TireBusiness.com

Clutter killer

By: Vera Linsalata
November 23, 2009
 

URBANA, Ill. – JMK Computerized Tire Dealer Information System Inc. launched a Web-based document management service for tire dealers during the recent Specialty Equipment Market Association Show in Las Vegas.

JMK’s new “Integrated Document Imaging Service” is an additional application to its Tire Dealer Management System software and eliminates the need for tire stores to keep boxes of paper invoices and other files, said Jim Krakower, JMK director of system development.

Although the digitizing of documents has been around for at least 20 years, Mr.Krakower said his firm’s service is the first that allows tire dealership employees to digitize work orders and invoices at the point-of-sale —”the moment the customer’s there, before you give them the original document.”

The system automatically indexes the invoice, he said, eliminating any manual data entry. A dealership needs only a fax/scanner to index, scan and save all documents, and Urbana-based JMK then stores the images on its Internet server in Dallas.

The scanned images can be recalled later from within the JMK application and from any work station at any store. Any follow-up documents to an invoice, such as an alignment machine printout, are attached automatically to the original invoice after an employee scans it into the system, he explained.

“For people who have multiple stores, it’s really helpful if you buy at store A and go to store B to get some service done,” Mr. Krakower said. “Store B gets to see all the documents store A had typically in a box somewhere.”

Dealers who are direct with Goodyear and receive credit memos for national account, purchase/resale and government support deliveries also have a special feature in the software, Mr. Krakower said.

He told Tire Business that a large Goodyear dealer told him at the SEMA Show that his dealership must process more than 1,000 credit memos a week from Goodyear, print them, enter them into the dealership’s system and store them in a binder.

“We figured out a way to automate and store the documents that come from Goodyear without even having to scan it,” Mr. Krakower said. “So now, it’s coming from Goodyear and it’s going to be automatically put into (a dealer’s) system as an attachment to the original sale, eliminating even the need to scan it.”

JMK backs up all the electronic information on its server for three years, then supplies the images on DVD for dealers, he said. The firm charges an initial fee for the service based on the document volume and type of scanning machine, and then a follow-up monthly fee.

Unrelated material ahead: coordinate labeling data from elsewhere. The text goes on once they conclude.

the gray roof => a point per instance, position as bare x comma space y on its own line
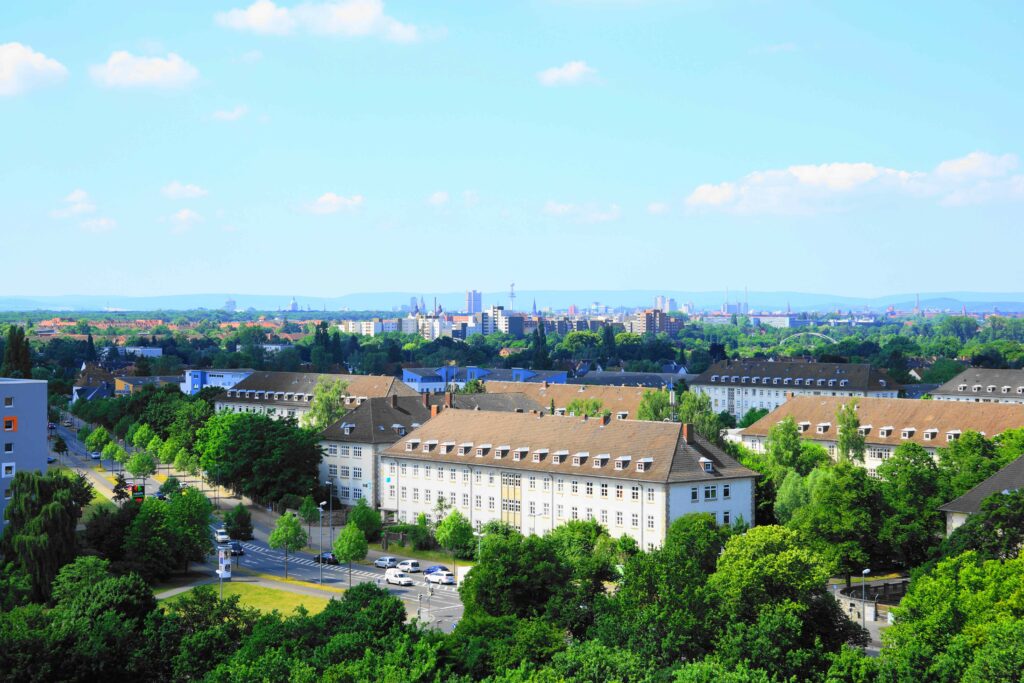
1010, 478
991, 384
861, 376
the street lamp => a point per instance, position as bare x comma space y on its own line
321, 507
863, 597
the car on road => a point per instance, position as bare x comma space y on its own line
397, 578
445, 578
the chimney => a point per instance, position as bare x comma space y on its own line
688, 432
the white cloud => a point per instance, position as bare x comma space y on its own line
177, 190
22, 69
332, 203
124, 70
583, 213
75, 204
99, 224
570, 73
974, 178
341, 17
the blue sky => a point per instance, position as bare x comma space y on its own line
335, 146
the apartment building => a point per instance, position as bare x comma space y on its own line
737, 386
980, 385
290, 394
886, 423
23, 432
536, 472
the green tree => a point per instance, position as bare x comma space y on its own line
368, 519
454, 534
350, 546
328, 404
850, 444
288, 536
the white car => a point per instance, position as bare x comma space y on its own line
445, 578
397, 578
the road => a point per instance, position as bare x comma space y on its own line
438, 605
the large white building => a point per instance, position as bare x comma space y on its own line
536, 472
23, 432
738, 386
886, 423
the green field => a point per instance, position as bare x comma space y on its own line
267, 599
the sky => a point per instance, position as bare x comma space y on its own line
333, 146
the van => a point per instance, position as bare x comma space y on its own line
397, 577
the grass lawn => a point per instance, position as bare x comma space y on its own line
266, 599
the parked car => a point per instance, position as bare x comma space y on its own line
397, 577
445, 578
326, 558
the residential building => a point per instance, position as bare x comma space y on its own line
737, 386
980, 385
197, 380
23, 432
886, 423
537, 472
290, 394
1008, 479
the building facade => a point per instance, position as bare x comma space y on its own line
886, 423
537, 472
980, 385
23, 432
738, 386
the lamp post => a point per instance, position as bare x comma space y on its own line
321, 507
863, 597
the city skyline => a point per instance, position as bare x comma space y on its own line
178, 150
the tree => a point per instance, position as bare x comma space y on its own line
121, 493
350, 546
368, 519
328, 404
911, 522
850, 444
453, 534
288, 536
654, 407
309, 512
239, 522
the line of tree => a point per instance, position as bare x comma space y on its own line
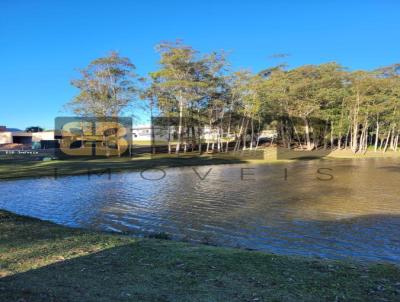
311, 106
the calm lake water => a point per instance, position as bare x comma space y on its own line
281, 208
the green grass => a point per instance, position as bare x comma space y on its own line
10, 169
41, 261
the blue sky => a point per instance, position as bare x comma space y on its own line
44, 42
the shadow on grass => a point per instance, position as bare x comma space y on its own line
160, 270
25, 169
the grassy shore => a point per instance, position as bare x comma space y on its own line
42, 261
24, 168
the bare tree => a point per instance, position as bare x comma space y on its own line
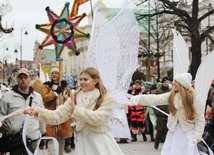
188, 19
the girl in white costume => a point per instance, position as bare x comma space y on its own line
186, 118
92, 109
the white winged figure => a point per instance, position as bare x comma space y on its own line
113, 50
205, 72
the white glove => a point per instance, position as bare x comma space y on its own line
54, 87
136, 99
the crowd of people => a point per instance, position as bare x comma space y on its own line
60, 112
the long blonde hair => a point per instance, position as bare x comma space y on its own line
94, 74
187, 98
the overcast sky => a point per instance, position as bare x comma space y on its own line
33, 12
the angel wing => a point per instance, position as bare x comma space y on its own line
114, 50
180, 53
204, 77
41, 74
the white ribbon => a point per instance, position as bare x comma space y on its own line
24, 132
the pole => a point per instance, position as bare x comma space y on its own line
92, 14
3, 64
148, 48
21, 50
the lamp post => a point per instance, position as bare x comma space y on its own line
5, 47
208, 26
150, 59
24, 30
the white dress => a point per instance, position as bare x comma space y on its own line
177, 143
95, 143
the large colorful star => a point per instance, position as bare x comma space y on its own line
62, 30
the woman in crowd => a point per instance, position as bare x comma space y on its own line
186, 118
91, 107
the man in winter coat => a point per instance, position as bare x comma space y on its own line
53, 96
16, 99
161, 118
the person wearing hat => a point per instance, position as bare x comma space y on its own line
53, 96
19, 98
161, 127
186, 116
150, 115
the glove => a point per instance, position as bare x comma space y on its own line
64, 83
50, 84
194, 141
136, 99
4, 128
43, 142
59, 89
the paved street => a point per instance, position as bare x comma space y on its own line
133, 148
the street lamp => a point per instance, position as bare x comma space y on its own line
5, 47
24, 29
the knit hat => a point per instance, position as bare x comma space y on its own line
153, 87
164, 79
55, 69
185, 79
23, 71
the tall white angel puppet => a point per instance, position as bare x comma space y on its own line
113, 50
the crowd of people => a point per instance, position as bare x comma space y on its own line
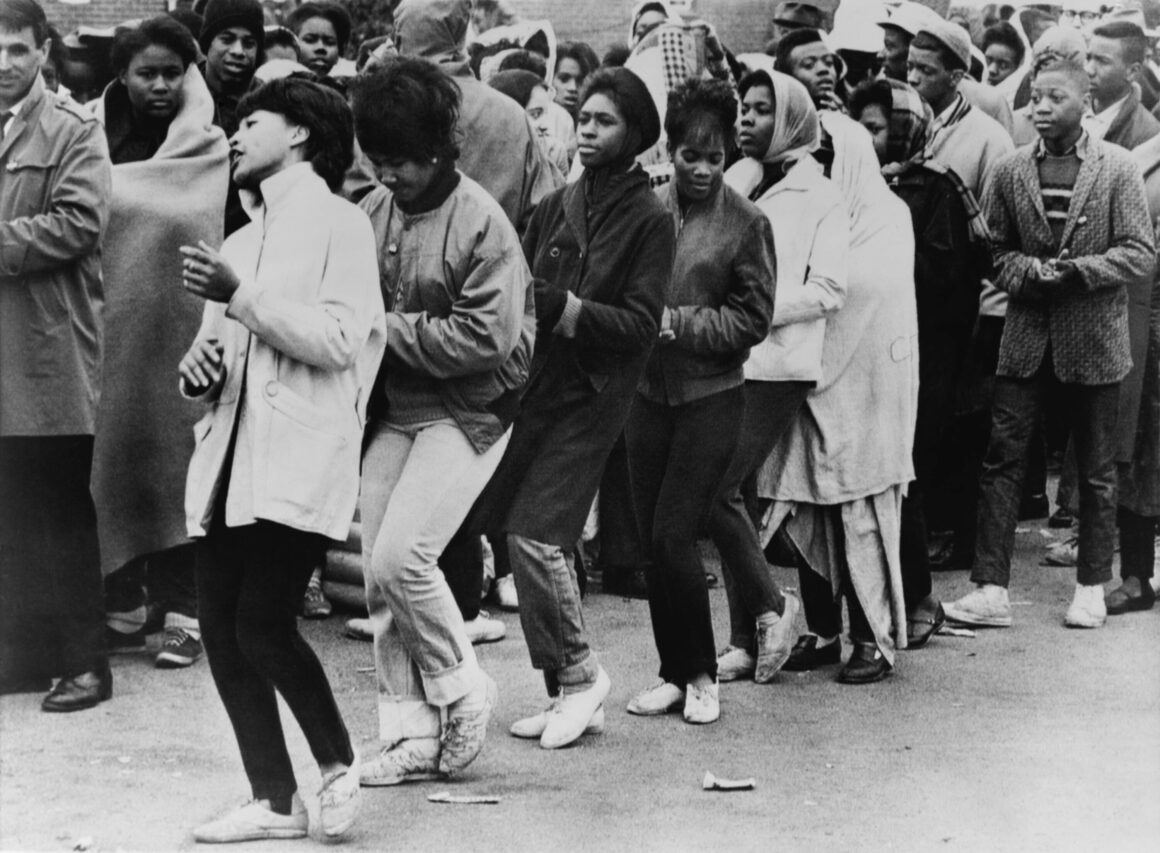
530, 312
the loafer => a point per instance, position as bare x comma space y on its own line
865, 665
807, 655
925, 622
80, 692
1119, 601
533, 728
775, 642
254, 822
662, 698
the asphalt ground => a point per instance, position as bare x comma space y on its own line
1028, 738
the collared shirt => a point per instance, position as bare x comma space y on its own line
11, 115
1099, 123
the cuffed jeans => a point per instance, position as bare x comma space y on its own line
550, 614
249, 585
769, 409
418, 484
678, 456
1016, 409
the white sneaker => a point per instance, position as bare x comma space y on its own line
339, 800
254, 822
659, 699
410, 760
1088, 608
776, 636
505, 595
702, 705
987, 607
534, 727
572, 715
485, 629
734, 664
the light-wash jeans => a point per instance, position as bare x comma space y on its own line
550, 614
418, 484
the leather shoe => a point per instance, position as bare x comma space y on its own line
925, 622
807, 655
80, 692
865, 665
1119, 601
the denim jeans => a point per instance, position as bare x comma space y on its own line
678, 457
249, 585
1015, 412
550, 614
769, 409
418, 484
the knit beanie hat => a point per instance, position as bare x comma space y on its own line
224, 14
631, 95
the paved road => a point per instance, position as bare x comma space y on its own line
1031, 738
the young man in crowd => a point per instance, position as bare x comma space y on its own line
1115, 58
55, 188
1071, 231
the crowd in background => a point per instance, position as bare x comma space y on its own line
539, 319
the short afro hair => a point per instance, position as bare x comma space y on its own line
164, 30
321, 111
407, 110
701, 108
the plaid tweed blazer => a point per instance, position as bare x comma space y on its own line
1109, 237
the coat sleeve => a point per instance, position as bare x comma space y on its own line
742, 319
77, 212
1012, 265
824, 289
483, 327
330, 332
1131, 250
632, 326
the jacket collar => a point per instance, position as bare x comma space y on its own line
31, 102
276, 189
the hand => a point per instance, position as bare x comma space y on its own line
666, 335
201, 368
207, 274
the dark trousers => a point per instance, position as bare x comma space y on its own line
678, 456
1016, 409
1137, 544
769, 409
249, 586
168, 576
51, 599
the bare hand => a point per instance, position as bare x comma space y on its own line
207, 274
201, 368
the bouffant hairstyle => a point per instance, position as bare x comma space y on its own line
162, 30
698, 110
321, 111
407, 110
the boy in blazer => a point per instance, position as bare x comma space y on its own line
1071, 228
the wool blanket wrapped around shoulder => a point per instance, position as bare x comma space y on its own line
144, 428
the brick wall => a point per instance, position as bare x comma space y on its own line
99, 13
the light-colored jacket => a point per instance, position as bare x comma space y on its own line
303, 338
811, 241
55, 187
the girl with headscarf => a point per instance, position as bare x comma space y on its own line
952, 255
777, 131
686, 420
838, 476
600, 252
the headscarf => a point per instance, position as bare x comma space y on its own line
797, 131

“If it’s a regular fax scanner, like you have at Best Buy, then it’s less expensive,” Mr. Krakower said. “If it’s a super high-speed computer scan, let’s say you wanted 10,000 documents you wanted to scan, then it’s a different price.”

He added that the initial fee can vary from hundreds of dollars to almost $2,000 on the high end. JMK also charges a flat $60 fee per month to manage 300 documents, and if a dealership generates more documents in a month, then it can pay 25 cents per extra sheet or buy various package options.

Mr. Krakower said packaged pricing allows unused scans during a month to roll over for future use.